By ACCA’s Budget team
The reluctance of the banks to lend to business has led the Government to identify the Enterprise Investment Scheme (EIS) and Venture Capital Trust (VCT) scheme as being a potentially valuable existing tax relief which, with a few refinements, could help businesses to access finance.
Schemes like the EIS (Enterprise Investment Scheme) and the VCT (Venture Capital Trusts) are very deserving of extra support from the Treasury. They work well and have good take up. We supported them when they were first introduced and our only issue is that they could be made more accessible. It’s good news that the Chancellor has tried to help improve the schemes, but we need easy to use and flexible schemes.

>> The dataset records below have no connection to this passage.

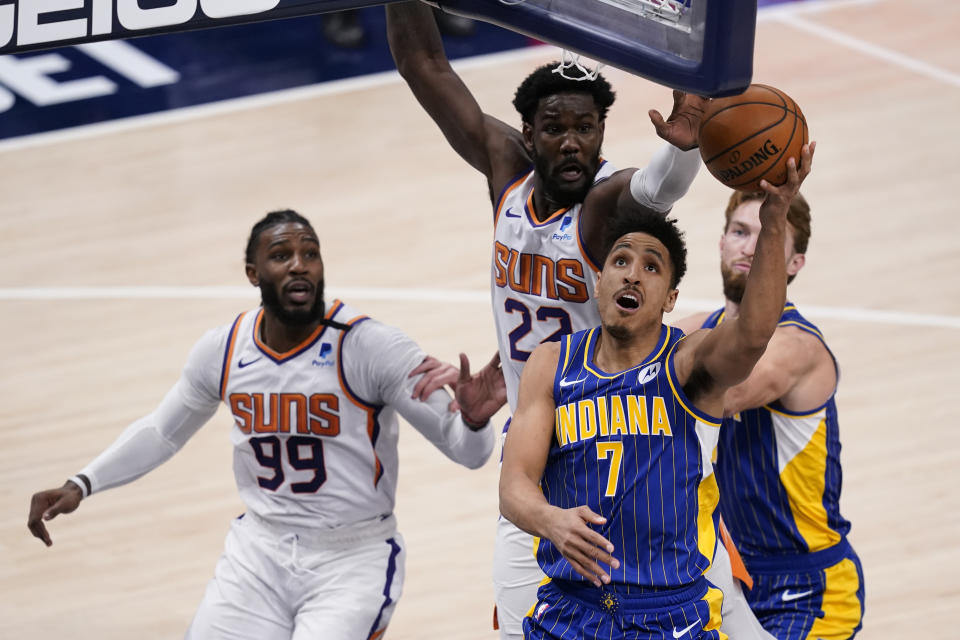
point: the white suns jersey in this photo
(542, 279)
(308, 451)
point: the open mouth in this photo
(571, 172)
(299, 292)
(628, 301)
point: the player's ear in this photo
(527, 132)
(671, 300)
(795, 263)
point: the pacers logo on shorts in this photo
(609, 601)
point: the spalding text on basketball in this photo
(766, 152)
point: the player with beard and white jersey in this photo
(314, 391)
(552, 195)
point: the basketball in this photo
(749, 137)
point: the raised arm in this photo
(378, 361)
(524, 458)
(796, 370)
(658, 186)
(489, 145)
(723, 357)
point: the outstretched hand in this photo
(436, 374)
(479, 396)
(46, 505)
(584, 548)
(682, 127)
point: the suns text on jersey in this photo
(538, 275)
(286, 413)
(607, 416)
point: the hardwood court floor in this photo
(170, 204)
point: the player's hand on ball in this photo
(480, 396)
(46, 505)
(583, 547)
(779, 197)
(436, 374)
(682, 127)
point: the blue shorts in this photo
(811, 596)
(567, 610)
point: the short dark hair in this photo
(654, 224)
(544, 82)
(272, 219)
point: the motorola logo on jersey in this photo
(588, 419)
(648, 373)
(538, 275)
(36, 22)
(325, 349)
(286, 413)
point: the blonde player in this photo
(314, 390)
(778, 463)
(552, 195)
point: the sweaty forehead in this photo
(288, 232)
(567, 102)
(640, 242)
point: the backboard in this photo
(700, 46)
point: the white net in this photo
(570, 60)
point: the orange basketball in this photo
(749, 137)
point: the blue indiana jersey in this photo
(633, 448)
(779, 471)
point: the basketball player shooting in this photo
(552, 194)
(314, 389)
(609, 455)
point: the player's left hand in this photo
(682, 127)
(776, 204)
(480, 396)
(436, 374)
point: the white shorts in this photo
(271, 584)
(516, 577)
(738, 623)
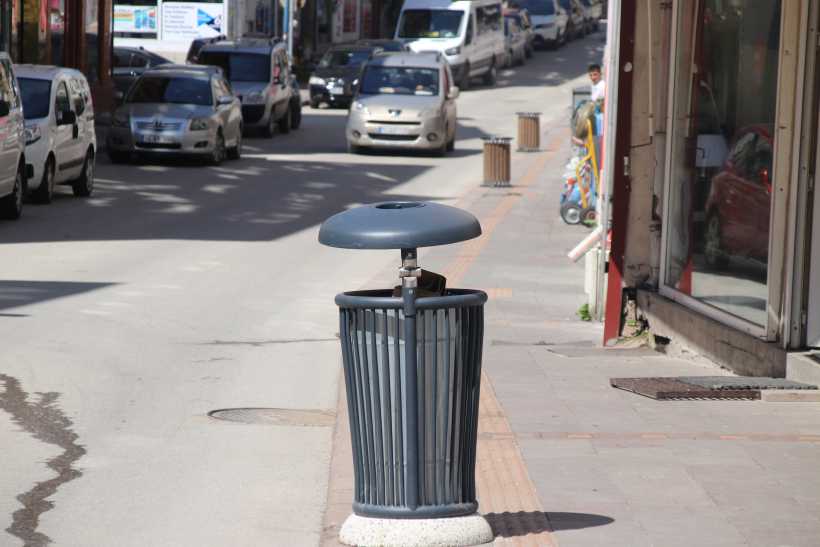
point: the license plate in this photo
(156, 139)
(391, 130)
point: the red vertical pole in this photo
(621, 183)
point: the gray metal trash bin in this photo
(412, 369)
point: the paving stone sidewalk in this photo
(565, 459)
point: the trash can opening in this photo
(399, 205)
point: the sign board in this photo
(185, 21)
(135, 19)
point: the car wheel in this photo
(84, 186)
(464, 85)
(296, 116)
(45, 191)
(270, 129)
(218, 154)
(491, 76)
(236, 152)
(715, 257)
(571, 213)
(118, 156)
(285, 121)
(11, 206)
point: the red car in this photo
(737, 209)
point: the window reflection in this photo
(722, 154)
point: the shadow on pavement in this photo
(523, 523)
(15, 293)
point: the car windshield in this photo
(36, 97)
(425, 23)
(399, 81)
(538, 7)
(344, 57)
(170, 89)
(239, 67)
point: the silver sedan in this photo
(178, 110)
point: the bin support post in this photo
(409, 273)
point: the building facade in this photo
(715, 217)
(72, 33)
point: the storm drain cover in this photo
(676, 389)
(276, 416)
(744, 382)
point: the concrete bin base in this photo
(452, 531)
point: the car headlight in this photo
(199, 124)
(360, 107)
(255, 97)
(120, 120)
(32, 134)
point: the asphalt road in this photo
(178, 290)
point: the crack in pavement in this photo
(47, 423)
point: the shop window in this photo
(719, 187)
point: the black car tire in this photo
(296, 115)
(83, 187)
(218, 154)
(491, 76)
(284, 122)
(235, 152)
(11, 206)
(45, 192)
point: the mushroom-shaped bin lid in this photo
(398, 225)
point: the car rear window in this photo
(239, 67)
(171, 89)
(36, 97)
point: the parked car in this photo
(130, 62)
(549, 21)
(470, 34)
(576, 23)
(184, 110)
(406, 101)
(739, 202)
(384, 44)
(13, 170)
(332, 81)
(61, 144)
(522, 18)
(192, 57)
(259, 72)
(516, 41)
(593, 12)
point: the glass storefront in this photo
(722, 149)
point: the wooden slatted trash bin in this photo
(529, 131)
(497, 161)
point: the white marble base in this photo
(446, 532)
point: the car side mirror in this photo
(66, 117)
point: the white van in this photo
(549, 21)
(61, 144)
(469, 34)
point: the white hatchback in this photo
(61, 143)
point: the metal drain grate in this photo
(276, 416)
(675, 389)
(743, 382)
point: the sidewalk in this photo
(564, 459)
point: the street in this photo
(177, 290)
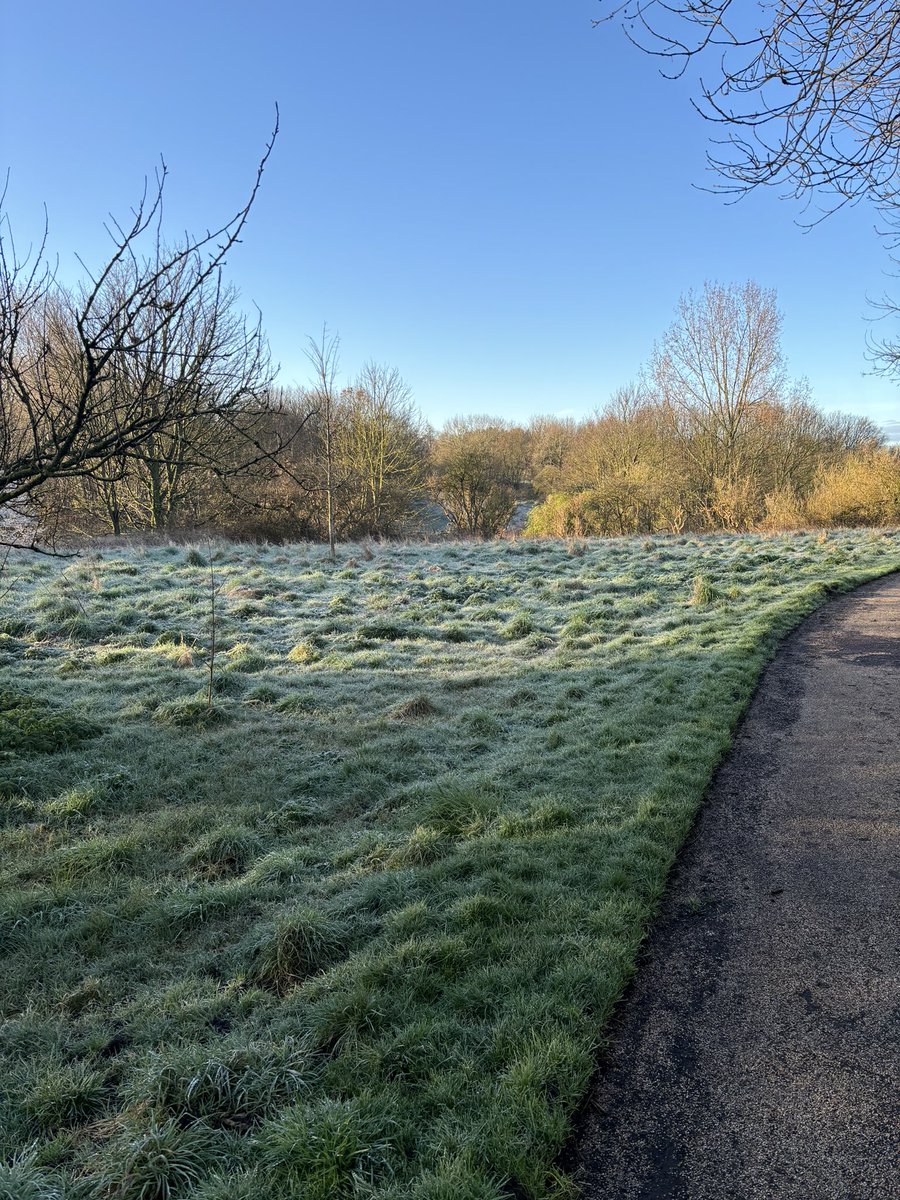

We know the Office of Tax Simplification has supported the schemes and has recommended a number of changes to make the EIS more attractive to would-be investors and participating companies.
For more detailed guidance on the existing EIS scheme requirements, please click here.
Budget 2011 Changes:
The changes to the EIS and VCT schemes announced in the Budget are as follows:
From 6 April 2011:
The rate of income tax relief for shares subscribed for under the EIS scheme will be increased from 20% to 30%. This relief is given as a “tax reducer”.
From 6 April 2012:
Qualifying conditions for companies:
There are proposed revisions to the limits for qualifying companies eligible to participate in the EIS scheme. The changes are summarised below:
Condition |
Pre 6 April 2012 |
Post 6 April 2012 |
Number of employees |
Less than 50 |
Less than 250 |
Gross assets |
Before EIS investment: £7,000,000 After EIS Investment: £8,000,000 |
Before EIS investment: £15,000,000 After EIS Investment: £TBA |
Maximum annual amount of combined EIS and VCT investment |
£2,000,000 |
£10,000,000 |
The annual maximum amount that an individual investor may invest under the scheme will be increased from £500,000 to £1,000,000.